A sufficient condition is that the inclusion functor is also
COREFLECTIVE. Call these "core varieties".

Proposition : A core variety in a coextensive algebraic category
is also coextensive in  its own right.

Hence any core variety is a candidate to serve as the algebras
for an algebraic geometry. (Extensivity was the only distinctive
feature of rings mentioned in Gaeta's notes on Grothendieck's
Buffalo Lectures 1973, and indeed you can verify that the basic 
construction of a corresponding topos of spaces works, in 
particular that the algebras become algebras of functions on these).

For single-sorted theories, a core variety is defined by the 
imposition of further identities in one variable having the rare
property that the elements satisfying them form a subalgebra.
For example ( )^p=id in algebras of characteristic p.

Already for K=2, there are nontrivial core varieties in K-rigs.
The best known is the category of distributive lattices, the
corresponding topos of spaces being generated by the category of
finite posets. The core of any 2-rig is the DL defined by two equations, 
one of which is idempotence of the multiplication.

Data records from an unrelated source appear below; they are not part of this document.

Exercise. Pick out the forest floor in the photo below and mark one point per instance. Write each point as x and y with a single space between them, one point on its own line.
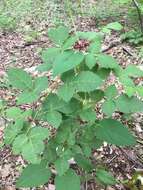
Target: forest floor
14 51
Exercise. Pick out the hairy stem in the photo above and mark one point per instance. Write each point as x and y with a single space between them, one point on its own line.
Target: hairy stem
139 14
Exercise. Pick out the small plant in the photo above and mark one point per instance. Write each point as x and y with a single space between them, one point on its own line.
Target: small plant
133 37
75 129
6 22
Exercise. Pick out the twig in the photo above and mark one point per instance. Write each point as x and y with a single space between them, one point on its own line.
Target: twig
130 158
113 44
127 51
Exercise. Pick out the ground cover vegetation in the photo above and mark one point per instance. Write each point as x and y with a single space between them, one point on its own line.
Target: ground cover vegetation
56 126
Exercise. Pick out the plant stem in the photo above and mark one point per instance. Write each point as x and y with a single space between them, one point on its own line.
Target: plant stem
139 14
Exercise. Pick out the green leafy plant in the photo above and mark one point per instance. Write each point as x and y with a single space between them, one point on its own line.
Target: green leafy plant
75 129
133 37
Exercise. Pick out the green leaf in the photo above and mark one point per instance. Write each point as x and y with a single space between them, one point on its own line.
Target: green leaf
61 166
106 61
66 61
66 91
69 181
90 60
20 79
87 81
32 150
84 162
13 112
111 92
127 104
88 115
114 132
54 118
19 143
34 175
54 103
105 177
108 107
58 35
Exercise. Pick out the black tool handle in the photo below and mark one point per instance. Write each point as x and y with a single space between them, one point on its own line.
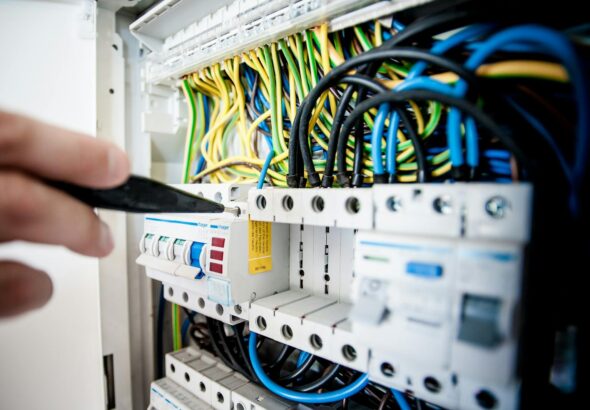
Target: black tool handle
141 195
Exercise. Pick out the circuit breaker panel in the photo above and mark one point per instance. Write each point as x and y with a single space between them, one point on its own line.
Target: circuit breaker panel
413 310
385 160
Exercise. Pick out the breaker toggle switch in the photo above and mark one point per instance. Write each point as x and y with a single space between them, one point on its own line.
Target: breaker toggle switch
370 307
479 321
198 251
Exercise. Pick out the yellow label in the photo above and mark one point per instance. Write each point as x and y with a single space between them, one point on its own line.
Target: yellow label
259 247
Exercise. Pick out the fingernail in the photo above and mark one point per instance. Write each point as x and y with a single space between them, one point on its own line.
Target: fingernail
118 165
106 239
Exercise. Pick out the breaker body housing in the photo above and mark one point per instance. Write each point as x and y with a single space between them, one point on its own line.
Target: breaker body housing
206 261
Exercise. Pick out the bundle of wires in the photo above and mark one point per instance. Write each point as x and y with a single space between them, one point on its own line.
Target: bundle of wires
290 373
358 106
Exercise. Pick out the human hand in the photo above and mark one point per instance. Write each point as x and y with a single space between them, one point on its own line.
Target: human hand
31 151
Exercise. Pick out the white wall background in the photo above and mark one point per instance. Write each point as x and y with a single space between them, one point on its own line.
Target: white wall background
51 358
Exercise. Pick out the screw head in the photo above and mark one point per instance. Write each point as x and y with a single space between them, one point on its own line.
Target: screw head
394 203
497 207
443 205
374 285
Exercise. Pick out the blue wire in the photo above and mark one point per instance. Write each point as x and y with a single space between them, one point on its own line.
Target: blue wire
496 153
549 42
376 138
397 26
439 48
501 170
201 162
301 358
307 398
400 399
184 329
410 84
499 164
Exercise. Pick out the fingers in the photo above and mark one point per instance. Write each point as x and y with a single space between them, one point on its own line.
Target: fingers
54 153
32 211
22 288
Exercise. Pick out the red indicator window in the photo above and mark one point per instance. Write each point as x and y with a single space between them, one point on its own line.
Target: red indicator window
217 255
216 267
219 242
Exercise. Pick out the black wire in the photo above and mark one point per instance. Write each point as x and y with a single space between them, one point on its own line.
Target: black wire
303 117
239 336
465 106
417 143
217 348
328 375
299 371
337 123
225 345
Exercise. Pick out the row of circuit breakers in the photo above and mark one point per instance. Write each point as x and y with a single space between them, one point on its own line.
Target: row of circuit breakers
416 285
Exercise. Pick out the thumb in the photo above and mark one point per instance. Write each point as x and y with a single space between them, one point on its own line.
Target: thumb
22 288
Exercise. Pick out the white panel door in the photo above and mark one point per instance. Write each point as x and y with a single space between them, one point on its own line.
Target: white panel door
51 358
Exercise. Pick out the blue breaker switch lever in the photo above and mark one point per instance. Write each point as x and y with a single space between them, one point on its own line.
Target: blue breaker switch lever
195 257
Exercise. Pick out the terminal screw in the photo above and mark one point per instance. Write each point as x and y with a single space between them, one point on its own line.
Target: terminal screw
497 207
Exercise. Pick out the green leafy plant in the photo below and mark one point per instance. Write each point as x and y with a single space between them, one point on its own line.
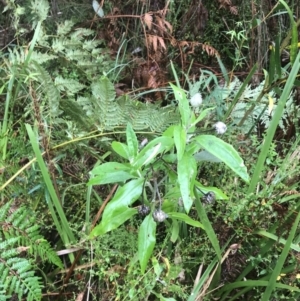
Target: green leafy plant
145 172
21 246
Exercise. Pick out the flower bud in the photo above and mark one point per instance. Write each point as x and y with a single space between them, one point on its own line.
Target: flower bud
220 127
196 100
159 215
143 210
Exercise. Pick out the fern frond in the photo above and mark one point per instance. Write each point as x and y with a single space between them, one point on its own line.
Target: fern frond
71 86
64 28
19 236
52 92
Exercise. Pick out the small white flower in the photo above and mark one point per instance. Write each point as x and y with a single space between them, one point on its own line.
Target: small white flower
98 9
196 100
220 127
159 216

But the other
 equation, taken alone, defines a larger core variety whose
spaces look like intervals, cubes,etc ; it is intimately related
to a less systematic subject burdened with the odd name "tropical".

Bill



On Fri Oct 12  9:53 , Paul Taylor  sent:

>Vaughan Pratt's original enquiry was actually in the context of
>graph theory (as I suspected at the time, and he subsequently
>confirmed), but I would like to add something from the point of
>view of constructive real analysis.
>
>First, though, I would like to underline something that Steve Lack
>(almost) said, namely that the category in which you index your
>components, and therefore also the one in which you define
>connectedness, need to be EXTENSIVE, ie their coproducts should
>be disjoint, and stable under pullback, and the initial object strict.
>
>Maybe we've over-done philology recently, but "component" means
>"putting together", where we expect the parts to cover the whole
>(coproduct), without overlapping (disjoint), to be distinguishable
>(like disjoint union, but unlike addition and disjunction).
>The modern notion of extensivity, in which Steve had a part,
>captures this idea very neatly.   The equivalence between definitions
>of connectedness based on 1+1 and on X+Y surely depends on stability
>under pullback, and the requirement that the choice between left
>and right be unique surely requires disjointness.   Maybe a close
>study of Marta Bunga's work on abstract connectedness would clarify
>this.
>
>Vaughan originally asked about various categories of algebras,
>and Steve mentioned commutative rings, but quietly turned their
>arrows around.   Stone duality would suggest to me that one should
>look for connectedness of algebras in their OPPOSITE category of
>"spaces", which I understand in a generic sense that includes
>sets, graphs, predomains, locales and affive varieties.
>

...